- Country: India
- State: Himachal Pradesh
- District: Kangra
- Time zone: UTC+5:30 (IST)
- Pin Code: 176083

= Bhawarna =

Bhawarna is a town in Kangra district, Himachal Pradesh, India. 11 km from Palampur.

==Overview==

Bhawarna Khas is a city located in Bhawarna sub Tehsil of Kangra district, Himachal Pradesh with total thousands of families residing. The Bhawarna Khas has population of 1,393686 of which 69545 are males, while 69878 are females as per Population Census in 2011.

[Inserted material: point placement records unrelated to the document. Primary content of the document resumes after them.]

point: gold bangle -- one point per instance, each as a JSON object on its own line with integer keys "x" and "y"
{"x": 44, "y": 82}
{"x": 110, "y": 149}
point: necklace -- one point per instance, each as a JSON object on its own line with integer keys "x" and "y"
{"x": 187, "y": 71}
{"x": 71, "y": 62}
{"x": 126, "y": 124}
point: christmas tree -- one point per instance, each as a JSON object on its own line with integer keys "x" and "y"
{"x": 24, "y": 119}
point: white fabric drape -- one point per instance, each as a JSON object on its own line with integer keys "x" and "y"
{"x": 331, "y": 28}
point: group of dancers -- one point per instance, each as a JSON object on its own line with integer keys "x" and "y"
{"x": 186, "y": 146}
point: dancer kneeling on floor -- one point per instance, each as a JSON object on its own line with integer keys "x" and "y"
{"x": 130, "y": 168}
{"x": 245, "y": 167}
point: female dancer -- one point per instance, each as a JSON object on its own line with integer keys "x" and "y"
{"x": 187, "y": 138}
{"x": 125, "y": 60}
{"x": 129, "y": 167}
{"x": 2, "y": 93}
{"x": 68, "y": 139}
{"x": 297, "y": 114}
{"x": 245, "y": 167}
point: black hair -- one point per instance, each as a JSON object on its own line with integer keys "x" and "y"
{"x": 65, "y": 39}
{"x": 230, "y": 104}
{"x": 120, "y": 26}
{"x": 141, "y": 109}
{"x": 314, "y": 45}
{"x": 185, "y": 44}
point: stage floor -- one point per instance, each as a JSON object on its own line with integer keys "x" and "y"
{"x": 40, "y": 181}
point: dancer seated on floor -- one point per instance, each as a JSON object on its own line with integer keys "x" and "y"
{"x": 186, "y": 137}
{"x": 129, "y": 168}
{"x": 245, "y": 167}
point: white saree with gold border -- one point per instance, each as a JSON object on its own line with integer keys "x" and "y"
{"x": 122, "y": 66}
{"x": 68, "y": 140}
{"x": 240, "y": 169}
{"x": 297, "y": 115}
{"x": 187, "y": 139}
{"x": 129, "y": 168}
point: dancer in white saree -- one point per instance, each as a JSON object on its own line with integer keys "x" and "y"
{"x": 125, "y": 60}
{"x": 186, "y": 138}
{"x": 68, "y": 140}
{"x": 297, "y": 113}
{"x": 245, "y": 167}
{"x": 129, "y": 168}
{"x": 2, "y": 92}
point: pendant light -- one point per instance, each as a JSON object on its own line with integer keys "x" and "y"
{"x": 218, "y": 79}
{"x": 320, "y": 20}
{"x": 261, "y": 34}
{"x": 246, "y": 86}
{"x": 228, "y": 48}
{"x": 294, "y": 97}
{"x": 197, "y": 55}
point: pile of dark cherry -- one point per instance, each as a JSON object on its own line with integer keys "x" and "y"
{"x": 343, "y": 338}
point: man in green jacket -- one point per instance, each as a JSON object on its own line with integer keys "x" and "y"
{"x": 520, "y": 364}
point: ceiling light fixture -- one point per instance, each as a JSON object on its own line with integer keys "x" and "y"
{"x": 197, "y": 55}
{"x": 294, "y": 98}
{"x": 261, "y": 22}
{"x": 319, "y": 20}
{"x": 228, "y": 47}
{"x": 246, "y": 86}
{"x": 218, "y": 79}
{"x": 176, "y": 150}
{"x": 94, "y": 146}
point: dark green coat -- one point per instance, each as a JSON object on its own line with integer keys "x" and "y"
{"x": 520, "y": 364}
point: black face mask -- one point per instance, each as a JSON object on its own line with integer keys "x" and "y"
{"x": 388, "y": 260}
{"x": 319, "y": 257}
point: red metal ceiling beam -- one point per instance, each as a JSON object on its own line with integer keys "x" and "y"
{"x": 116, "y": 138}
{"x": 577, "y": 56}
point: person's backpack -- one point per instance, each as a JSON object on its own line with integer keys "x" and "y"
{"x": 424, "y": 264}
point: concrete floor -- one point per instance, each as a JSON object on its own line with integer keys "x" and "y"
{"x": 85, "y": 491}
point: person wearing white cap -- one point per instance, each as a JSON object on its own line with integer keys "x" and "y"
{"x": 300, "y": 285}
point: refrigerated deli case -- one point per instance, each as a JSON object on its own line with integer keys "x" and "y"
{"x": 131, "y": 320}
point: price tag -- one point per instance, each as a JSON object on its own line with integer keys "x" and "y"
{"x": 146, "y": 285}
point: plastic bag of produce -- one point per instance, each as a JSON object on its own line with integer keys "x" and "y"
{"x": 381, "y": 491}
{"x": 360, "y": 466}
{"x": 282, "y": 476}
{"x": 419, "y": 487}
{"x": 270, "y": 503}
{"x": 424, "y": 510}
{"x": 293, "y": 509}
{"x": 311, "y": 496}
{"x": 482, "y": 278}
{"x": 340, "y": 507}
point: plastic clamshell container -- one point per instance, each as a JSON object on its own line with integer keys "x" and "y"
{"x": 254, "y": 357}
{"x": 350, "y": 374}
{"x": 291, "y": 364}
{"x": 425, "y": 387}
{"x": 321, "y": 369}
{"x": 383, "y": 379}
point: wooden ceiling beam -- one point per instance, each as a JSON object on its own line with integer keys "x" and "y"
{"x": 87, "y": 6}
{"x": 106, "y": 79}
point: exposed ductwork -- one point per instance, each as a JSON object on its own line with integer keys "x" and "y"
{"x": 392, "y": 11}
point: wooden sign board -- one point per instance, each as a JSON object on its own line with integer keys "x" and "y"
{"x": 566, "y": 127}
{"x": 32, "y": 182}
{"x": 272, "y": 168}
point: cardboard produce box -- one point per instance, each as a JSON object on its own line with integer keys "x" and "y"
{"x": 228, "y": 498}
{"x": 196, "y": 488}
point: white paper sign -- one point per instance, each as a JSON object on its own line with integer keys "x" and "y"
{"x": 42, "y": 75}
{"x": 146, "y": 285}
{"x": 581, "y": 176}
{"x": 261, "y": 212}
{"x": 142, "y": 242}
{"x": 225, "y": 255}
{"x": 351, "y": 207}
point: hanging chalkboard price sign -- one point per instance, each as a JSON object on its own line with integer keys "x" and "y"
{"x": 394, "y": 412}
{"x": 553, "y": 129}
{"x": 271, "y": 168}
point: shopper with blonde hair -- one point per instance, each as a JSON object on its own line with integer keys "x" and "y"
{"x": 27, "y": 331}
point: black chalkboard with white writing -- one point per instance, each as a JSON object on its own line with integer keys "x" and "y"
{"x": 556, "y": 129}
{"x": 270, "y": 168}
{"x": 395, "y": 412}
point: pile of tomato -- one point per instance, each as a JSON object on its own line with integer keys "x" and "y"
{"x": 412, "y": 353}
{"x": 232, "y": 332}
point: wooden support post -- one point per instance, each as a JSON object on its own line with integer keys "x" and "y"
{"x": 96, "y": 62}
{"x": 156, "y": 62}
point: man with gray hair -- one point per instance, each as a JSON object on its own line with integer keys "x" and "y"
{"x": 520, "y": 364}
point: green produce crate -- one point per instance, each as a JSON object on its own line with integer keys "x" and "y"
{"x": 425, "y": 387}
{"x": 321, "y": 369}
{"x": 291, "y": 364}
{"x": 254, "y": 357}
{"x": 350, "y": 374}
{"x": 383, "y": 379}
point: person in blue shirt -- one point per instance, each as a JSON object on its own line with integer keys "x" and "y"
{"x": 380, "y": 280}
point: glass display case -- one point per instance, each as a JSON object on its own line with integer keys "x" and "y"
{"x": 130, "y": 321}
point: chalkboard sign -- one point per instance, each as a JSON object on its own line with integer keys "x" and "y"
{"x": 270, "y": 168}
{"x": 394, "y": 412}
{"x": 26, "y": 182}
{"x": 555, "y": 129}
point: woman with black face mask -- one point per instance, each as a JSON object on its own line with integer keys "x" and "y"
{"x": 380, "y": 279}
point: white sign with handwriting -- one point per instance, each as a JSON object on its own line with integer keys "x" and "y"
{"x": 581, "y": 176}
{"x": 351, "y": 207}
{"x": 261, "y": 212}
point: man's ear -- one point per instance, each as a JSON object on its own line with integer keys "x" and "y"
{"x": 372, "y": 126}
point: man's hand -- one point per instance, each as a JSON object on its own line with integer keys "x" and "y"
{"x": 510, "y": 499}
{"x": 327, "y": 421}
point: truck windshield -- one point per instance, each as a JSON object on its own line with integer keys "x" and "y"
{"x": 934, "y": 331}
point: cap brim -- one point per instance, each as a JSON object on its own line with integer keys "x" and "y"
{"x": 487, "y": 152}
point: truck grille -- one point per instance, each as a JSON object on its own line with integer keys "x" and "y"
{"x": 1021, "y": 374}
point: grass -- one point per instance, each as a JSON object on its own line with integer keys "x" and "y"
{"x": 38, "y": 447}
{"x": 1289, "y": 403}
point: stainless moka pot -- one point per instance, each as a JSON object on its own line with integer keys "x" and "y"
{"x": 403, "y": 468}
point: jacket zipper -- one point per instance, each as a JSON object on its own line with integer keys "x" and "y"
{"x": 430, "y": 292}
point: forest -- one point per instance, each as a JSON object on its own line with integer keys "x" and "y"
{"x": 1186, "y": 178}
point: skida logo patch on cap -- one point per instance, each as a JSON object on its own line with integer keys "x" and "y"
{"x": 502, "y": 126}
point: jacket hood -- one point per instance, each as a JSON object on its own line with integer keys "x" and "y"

In Bhawarna Khas, population of children with age 0-6 is 13685 which makes up 9.69 % of total population. Average Sex Ratio of Bhawarna Khas is 1,004 which is higher than Himachal Pradesh state acreages of 972. Child Sex Ratio for the Bhawarna Khas as per census is 1,143-- higher than Himachal Pradesh average of 909.

In 2011, literacy rate of Bhawarna Khas was 89.83 % compared to 82.80 % of Himachal Pradesh. In Bhawarna Khas, male literacy stands at 92.88 % while female literacy rate was 86.74 %.
Schedule Caste (SC) constitutes 21.03 %, while Schedule Tribe (ST) were 1.15 % of total population in Bhawarna Khas.

Bhawarna also has a government Senior Secondary school, which is one of the oldest and well developed with well and good infrastructure and talented teachers in the nearby region, and several private schools.